A thunderstorm was rolling through from Minnesota and Iowa across the river as I admired the view of the river valley that never grows old. The wide river valley was formed some 10,000 years ago when the glaciers melted, creating a raging river that cut some 600 feet through the bluffs.

The soft sandstone eroded but the harder dolomite layers broke away along vertical joints, leaving behind the steep cliffs on both sides of the river today. The bluffs are a famous part of the Driftless Area, so named because the region was never leveled by glacial ice.

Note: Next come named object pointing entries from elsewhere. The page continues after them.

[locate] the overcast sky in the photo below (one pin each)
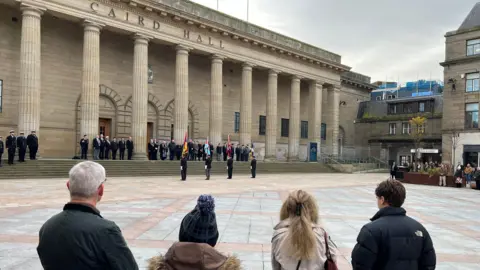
(397, 40)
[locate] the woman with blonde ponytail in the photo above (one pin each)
(299, 242)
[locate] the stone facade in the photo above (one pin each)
(94, 61)
(457, 65)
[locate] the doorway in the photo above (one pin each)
(104, 126)
(149, 133)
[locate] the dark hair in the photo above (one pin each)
(392, 191)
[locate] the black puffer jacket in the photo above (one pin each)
(79, 238)
(393, 241)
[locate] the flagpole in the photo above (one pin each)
(248, 8)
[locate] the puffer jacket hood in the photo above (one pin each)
(193, 256)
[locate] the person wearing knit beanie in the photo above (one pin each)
(200, 225)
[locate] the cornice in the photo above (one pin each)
(189, 18)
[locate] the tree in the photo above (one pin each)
(417, 133)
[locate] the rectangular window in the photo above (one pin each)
(392, 127)
(262, 125)
(323, 131)
(284, 130)
(471, 115)
(304, 130)
(473, 82)
(236, 127)
(392, 109)
(421, 106)
(406, 128)
(1, 95)
(421, 129)
(473, 47)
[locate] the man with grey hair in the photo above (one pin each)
(79, 237)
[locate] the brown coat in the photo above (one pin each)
(190, 256)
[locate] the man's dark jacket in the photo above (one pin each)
(79, 238)
(393, 241)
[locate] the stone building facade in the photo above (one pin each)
(384, 127)
(160, 69)
(461, 134)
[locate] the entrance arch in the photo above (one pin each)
(109, 105)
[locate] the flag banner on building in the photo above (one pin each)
(185, 145)
(229, 147)
(206, 147)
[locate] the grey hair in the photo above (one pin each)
(85, 178)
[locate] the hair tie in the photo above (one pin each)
(298, 210)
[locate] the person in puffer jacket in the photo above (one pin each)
(198, 237)
(393, 241)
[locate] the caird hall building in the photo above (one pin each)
(157, 68)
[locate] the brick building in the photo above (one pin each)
(461, 134)
(153, 69)
(384, 126)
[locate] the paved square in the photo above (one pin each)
(149, 211)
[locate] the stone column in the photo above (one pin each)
(90, 99)
(271, 129)
(30, 68)
(246, 105)
(180, 125)
(315, 114)
(216, 107)
(334, 103)
(294, 122)
(140, 96)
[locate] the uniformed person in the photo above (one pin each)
(253, 166)
(114, 147)
(208, 167)
(230, 167)
(129, 148)
(183, 167)
(84, 147)
(1, 150)
(22, 147)
(11, 145)
(122, 146)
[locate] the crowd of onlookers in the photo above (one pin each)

My car journey took me through Genoa and past Lock & Dam 8, part of the U.S. Army Corps of Engineers project to create and maintain a 9-foot deep channel for river navigation. The Genoa lock was put into operation in 1937 at river mile 679.2, one of 10 locks and dams located along the western boundary of Wisconsin between Prescott and Dubuque.
The dam is 934 feet long with five roller gates and 10 tainter gates. The dam includes an earthen embankment 17,500 feet long with two submersible spillways measuring 938 feet and 1,338 feet. I shuddered a bit to think that six adults and one child escaped serious injury this summer when they were swept under a tainter gate at the dam after abandoning their disabled boat.
The fall harvest is just beginning and barges traveling this stretch of the river carry about 60% of the nation’s corn and soybean exports. The upper Mississippi River carries 70 to 80 million tons of commodities including grain, coal and mineral products.
Below the dam were several fishing boats, which are commonplace along this stretch of the river. Pool 9 is a popular fishing area, with more than 100 species of fish to catch, including walleye, sauger, perch, catfish, bluegill and crappie, bass and northern pike.
In just a few hours the sun would pass over the equator as we would mark a few days of equal hours of sunlight and darkness. But the weather has been more summerlike and few trees have changed colors yet.
But nature knows. Overhead I noticed several flocks of birds flying south. According to Birdcast.info, the last night of summer more than 23 million birds crossed Wisconsin, part of 57.8 million birds in flight in the state. On Sept. 17, 44.6 million birds crossed Wisconsin, part of nearly 106 million birds flying across the state.
My journey ended in Ferryville, where I pulled aside for a few moments to take in the view from an observation deck next to a historical marker dedicated to former Wisconsin Gov. Patrick Lucey, who was from the village.
Mississippi is an Ojibwa word meaning great river or gathering of waters. It’s an apt name for the world’s third-largest drainage system, with 250 tributaries and branches that drains 41% of the country’s water from 31 states. The river is the world’s third longest, flowing 2,340 miles from Lake Itasca in northwestern Minnesota to the Gulf of Mexico.

I often wondered as a child when I played in our creek if I threw a stick in the stream if it would make that journey. I could picture it flowing down Little Creek to meet Beaver Creek in Franklin. Beaver Creek would flow through Ettrick to Galesville and meet the Black River, which would form up with the Mississippi River in La Crosse. From La Crosse it’s south through the upper Mississippi to the lower Mississippi at the mouth of the Ohio River and then on to New Orleans.
The journey of my stick would take months, perhaps as long as summer lasted.
I wondered where the past three months went. Time, like the currents in the river, forever flows. We can capture it in small chunks, but it keeps flowing.
The last of the summer rains started to fall. A storm was coming in.
I inhaled the river panorama and welcomed autumn.